I wasnt talking about how fast they are going or how high they are. Was talking about the clocks that are running on them which will run faster in space than on earth. This mess's up GPS calcultaions so makes errors in locating people if all devices dont have the same time. This is why there clocks have to be altered all the time.
 
Temperature and pressure are linked but I dont think it is relative to size of mass. The only reason I can think of is water -> ice. Colder but less dense.
 
I wasnt talking about how fast they are going or how high they are. Was talking about the clocks that are running on them which will run faster in space than on earth. This mess's up GPS calcultaions so makes errors in locating people if all devices dont have the same time. This is why there clocks have to be altered all the time.

They are indeed compensated for both time speeding up due to less mavity and time slowing down due to their orbital speed.
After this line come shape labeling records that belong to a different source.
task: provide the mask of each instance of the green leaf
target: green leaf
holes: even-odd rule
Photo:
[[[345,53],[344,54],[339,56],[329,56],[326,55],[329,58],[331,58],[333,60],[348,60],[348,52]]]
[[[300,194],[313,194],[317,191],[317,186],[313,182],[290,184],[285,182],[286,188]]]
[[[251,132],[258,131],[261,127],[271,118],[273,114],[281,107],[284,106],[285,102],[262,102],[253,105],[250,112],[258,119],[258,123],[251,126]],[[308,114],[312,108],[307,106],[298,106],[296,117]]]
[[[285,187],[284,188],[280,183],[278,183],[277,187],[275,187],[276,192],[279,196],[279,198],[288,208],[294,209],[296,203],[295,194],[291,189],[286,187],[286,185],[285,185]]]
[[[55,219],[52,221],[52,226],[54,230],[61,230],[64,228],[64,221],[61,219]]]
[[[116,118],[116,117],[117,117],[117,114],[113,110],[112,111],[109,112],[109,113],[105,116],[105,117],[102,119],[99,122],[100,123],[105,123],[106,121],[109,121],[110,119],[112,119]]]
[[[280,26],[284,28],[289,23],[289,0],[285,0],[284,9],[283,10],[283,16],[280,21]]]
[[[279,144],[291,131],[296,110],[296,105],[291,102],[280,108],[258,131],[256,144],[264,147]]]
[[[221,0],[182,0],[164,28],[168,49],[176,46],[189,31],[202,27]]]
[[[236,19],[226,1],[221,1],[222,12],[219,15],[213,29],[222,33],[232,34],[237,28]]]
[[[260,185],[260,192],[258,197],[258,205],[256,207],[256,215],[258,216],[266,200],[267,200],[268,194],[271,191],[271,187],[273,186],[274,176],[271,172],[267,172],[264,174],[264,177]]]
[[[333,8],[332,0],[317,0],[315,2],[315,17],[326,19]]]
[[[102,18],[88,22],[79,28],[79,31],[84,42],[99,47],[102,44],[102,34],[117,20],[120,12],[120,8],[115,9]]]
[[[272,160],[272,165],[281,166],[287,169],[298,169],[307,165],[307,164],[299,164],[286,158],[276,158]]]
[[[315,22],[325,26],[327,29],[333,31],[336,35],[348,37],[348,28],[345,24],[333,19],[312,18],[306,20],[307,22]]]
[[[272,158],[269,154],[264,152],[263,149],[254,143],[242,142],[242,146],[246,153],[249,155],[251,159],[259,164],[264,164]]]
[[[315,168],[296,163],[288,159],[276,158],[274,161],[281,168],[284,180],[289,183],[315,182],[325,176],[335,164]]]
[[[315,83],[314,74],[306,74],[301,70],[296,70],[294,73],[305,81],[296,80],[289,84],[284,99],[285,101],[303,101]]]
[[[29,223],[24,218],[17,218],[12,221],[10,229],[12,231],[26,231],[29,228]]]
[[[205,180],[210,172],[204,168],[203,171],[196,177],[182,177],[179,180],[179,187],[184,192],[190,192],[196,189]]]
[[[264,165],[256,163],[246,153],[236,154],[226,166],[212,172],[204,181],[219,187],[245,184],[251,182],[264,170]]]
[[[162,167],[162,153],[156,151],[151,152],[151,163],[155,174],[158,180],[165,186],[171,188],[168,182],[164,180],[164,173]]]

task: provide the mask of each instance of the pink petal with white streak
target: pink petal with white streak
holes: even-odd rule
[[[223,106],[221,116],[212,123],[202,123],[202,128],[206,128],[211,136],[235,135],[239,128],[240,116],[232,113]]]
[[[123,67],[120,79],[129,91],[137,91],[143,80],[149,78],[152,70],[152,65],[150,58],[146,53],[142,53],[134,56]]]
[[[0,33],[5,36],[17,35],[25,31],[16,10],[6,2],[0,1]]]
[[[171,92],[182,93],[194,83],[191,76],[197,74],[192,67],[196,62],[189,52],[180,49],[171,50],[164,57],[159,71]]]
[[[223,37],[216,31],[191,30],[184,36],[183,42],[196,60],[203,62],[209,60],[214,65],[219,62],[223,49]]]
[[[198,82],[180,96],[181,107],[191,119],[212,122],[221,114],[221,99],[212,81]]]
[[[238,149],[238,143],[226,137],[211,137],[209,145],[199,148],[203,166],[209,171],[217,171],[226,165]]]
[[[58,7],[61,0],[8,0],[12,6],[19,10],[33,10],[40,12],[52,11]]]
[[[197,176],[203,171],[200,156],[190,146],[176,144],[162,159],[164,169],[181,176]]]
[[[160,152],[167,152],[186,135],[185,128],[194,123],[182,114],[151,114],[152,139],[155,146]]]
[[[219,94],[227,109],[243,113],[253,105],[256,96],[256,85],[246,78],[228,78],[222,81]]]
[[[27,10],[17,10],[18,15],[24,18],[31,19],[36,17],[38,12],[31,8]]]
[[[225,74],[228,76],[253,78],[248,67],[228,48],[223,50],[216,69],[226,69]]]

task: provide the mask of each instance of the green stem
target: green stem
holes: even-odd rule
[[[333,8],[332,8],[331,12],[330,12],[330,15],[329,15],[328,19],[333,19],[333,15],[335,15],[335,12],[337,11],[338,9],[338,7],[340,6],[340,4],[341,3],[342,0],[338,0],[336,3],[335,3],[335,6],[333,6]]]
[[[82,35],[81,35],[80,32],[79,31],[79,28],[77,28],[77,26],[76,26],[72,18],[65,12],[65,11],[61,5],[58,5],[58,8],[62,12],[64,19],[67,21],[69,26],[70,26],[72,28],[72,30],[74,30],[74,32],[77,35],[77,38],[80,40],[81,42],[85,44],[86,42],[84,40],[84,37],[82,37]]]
The former is actually more dominant term than the latter
 
Temperature is a measure of the average kinetic energy, so is affected by relativity.

If things are moving relativistically, then temperature is hard to measure and one often quotes the energy as temperature I think

So for relativistic 1 MeV electrons , their temperature is also 1 MeV I think.

Hard to measure temps that high in the lab, one would typically measure energy.

sid
 
They are indeed compensated for both time speeding up due to less mavity and time slowing down due to their orbital speed. The former is actually more dominant term than the latter

Correct :) , I found this for anyone that wants to read it about satellites.

Built at a cost of over $10 billion mainly for military navigation, GPS has rapidly transformed itself into a thriving commercial industry. The system is based on an array of 24 satellites orbiting the earth, each carrying a precise atomic clock. Using a hand-held GPS receiver which detects radio emissions from any of the satellites which happen to be overhead, users of even moderately priced devices can determine latitude, longitude and altitude to an accuracy which can currently reach 15 meters, and local time to 50 billionths of a second. Apart from the obvious military uses, GPS is finding applications in airplane navigation, oil exploration, wilderness recreation, bridge construction, sailing, and interstate trucking, to name just a few. Even Hollywood has met GPS, recently pitting James Bond in "Tomorrow Never Dies" against an evil genius who was inserting deliberate errors into the GPS system and sending British ships into harm's way.

But in a relativistic world, things are not simple. The satellite clocks are moving at 14,000 km/hr in orbits that circle the Earth twice per day, much faster than clocks on the surface of the Earth, and Einstein's theory of special relativity says that rapidly moving clocks tick more slowly, by about seven microseconds (millionths of a second) per day.

Also, the orbiting clocks are 20,000 km above the Earth, and experience mavity that is four times weaker than that on the ground. Einstein's general relativity theory says that mavity curves space and time, resulting in a tendency for the orbiting clocks to tick slightly faster, by about 45 microseconds per day. The net result is that time on a GPS satellite clock advances faster than a clock on the ground by about 38 microseconds per day.

To determine its location, the GPS receiver uses the time at which each signal from a satellite was emitted, as determined by the on-board atomic clock and encoded into the signal, together the with speed of light, to calculate the distance between itself and the satellites it communicated with. The orbit of each satellite is known accurately. Given enough satellites, it is a simple problem in Euclidean geometry to compute the receiver's precise location, both in space and time. To achieve a navigation accuracy of 15 meters, time throughout the GPS system must be known to an accuracy of 50 nanoseconds, which simply corresponds to the time required for light to travel 15 meters.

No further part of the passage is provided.